Objective: Free fatty acids (FFAs) cause insulin resistance and are often elevated in obesity. Chronic ingestion of diets rich in saturated fat induces more insulin resistance than diets rich in unsaturated fat, however, it remains unclear whether different FFAs cause distinct levels of insulin resistance in the short-term, which is relevant to the feeding and fasting cycle. Protein kinase C (PKC)-δ is implicated in hepatic insulin resistance. Therefore, we investigated the effects of short-term elevation of fatty acids with different degrees of unsaturation on hepatic insulin action and liver PKC-δ membrane translocation, a marker of activation.

Materials/Methods: Triglyceride emulsions of Soybean Oil + Heparin (polyunsaturated (POLY)), Olive Oil + Heparin (monounsaturated (MONO)), Lard Oil + Heparin (saturated (SATU)), or saline (SAL) were infused intravenously for 7 h to elevate plasma FFA concentrations ~ 3–4 fold in rats. During the last 2 h of infusion, a hyperinsulinemic–euglycemic clamp with tritiated glucose methodology was performed to examine hepatic and peripheral insulin sensitivity.

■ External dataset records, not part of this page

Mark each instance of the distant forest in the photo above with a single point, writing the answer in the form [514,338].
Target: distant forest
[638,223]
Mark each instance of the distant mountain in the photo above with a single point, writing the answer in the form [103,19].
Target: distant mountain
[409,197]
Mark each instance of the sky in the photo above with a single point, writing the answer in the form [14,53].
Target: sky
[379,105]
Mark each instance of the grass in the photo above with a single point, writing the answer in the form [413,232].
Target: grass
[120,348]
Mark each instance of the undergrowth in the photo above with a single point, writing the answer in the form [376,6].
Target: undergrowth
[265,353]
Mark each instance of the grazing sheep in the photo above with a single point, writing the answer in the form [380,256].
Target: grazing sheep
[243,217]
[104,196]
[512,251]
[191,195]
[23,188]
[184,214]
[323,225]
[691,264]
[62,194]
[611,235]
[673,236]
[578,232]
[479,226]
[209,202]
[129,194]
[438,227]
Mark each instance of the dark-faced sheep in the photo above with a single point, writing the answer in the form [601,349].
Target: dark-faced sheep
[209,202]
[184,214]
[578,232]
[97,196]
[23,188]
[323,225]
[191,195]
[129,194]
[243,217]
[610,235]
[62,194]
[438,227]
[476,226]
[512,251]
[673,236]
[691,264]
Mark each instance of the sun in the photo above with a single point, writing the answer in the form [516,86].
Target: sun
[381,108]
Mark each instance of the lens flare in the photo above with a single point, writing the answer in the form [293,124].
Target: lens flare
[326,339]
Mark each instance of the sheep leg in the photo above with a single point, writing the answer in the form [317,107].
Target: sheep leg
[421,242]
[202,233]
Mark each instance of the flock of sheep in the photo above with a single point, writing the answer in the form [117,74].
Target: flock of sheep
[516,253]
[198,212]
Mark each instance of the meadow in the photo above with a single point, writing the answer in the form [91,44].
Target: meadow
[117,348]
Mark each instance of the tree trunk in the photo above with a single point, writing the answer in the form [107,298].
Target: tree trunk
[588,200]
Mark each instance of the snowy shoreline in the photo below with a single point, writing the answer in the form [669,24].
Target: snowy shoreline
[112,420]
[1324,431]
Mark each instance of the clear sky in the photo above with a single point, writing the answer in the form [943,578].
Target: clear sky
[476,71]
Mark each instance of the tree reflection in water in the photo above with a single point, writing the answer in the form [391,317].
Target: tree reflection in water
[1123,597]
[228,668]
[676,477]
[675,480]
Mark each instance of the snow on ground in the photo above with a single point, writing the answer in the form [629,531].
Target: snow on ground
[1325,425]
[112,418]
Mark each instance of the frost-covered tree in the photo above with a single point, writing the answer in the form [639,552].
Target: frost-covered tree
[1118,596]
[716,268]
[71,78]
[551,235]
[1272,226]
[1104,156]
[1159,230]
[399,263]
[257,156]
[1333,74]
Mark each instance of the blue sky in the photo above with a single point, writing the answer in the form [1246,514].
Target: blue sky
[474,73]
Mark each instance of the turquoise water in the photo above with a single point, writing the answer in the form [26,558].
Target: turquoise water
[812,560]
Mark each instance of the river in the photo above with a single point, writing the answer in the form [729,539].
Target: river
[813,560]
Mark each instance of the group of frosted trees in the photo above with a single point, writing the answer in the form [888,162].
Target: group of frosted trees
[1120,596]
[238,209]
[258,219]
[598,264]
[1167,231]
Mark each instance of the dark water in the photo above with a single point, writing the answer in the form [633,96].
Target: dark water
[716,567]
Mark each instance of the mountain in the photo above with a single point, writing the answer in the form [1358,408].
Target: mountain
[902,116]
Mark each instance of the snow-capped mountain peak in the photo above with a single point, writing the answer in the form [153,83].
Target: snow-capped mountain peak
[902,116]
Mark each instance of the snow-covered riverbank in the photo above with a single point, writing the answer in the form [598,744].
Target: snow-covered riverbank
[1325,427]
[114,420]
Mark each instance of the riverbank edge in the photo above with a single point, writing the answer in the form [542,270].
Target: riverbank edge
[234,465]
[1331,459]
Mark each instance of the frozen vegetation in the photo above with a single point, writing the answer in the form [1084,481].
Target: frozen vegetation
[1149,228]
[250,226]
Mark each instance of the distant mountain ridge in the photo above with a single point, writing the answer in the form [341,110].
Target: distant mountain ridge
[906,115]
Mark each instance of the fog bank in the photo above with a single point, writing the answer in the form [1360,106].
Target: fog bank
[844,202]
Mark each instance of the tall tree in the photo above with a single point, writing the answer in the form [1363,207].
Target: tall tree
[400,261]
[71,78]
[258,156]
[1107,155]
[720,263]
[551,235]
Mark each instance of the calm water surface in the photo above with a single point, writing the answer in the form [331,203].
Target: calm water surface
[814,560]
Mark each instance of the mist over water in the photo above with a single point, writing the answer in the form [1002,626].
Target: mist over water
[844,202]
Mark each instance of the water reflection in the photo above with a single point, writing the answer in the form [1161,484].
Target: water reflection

Results: Surprisingly, SATU, MONO, and POLY impaired peripheral insulin sensitivity (glucose utilization divided by insulin) to a similar extent. Furthermore, all lipids induced a similar degree of hepatic insulin resistance compared to SAL. Although there were changes in hepatic content of lipid metabolites, there were no significant differences in liver PKC-δ membrane translocation across fat groups.

Conclusions: In summary, in the short-term, FFAs with different degrees of unsaturation impair peripheral insulin sensitivity and induce hepatic insulin resistance as well as hepatic PKC-δ translocation to the same extent.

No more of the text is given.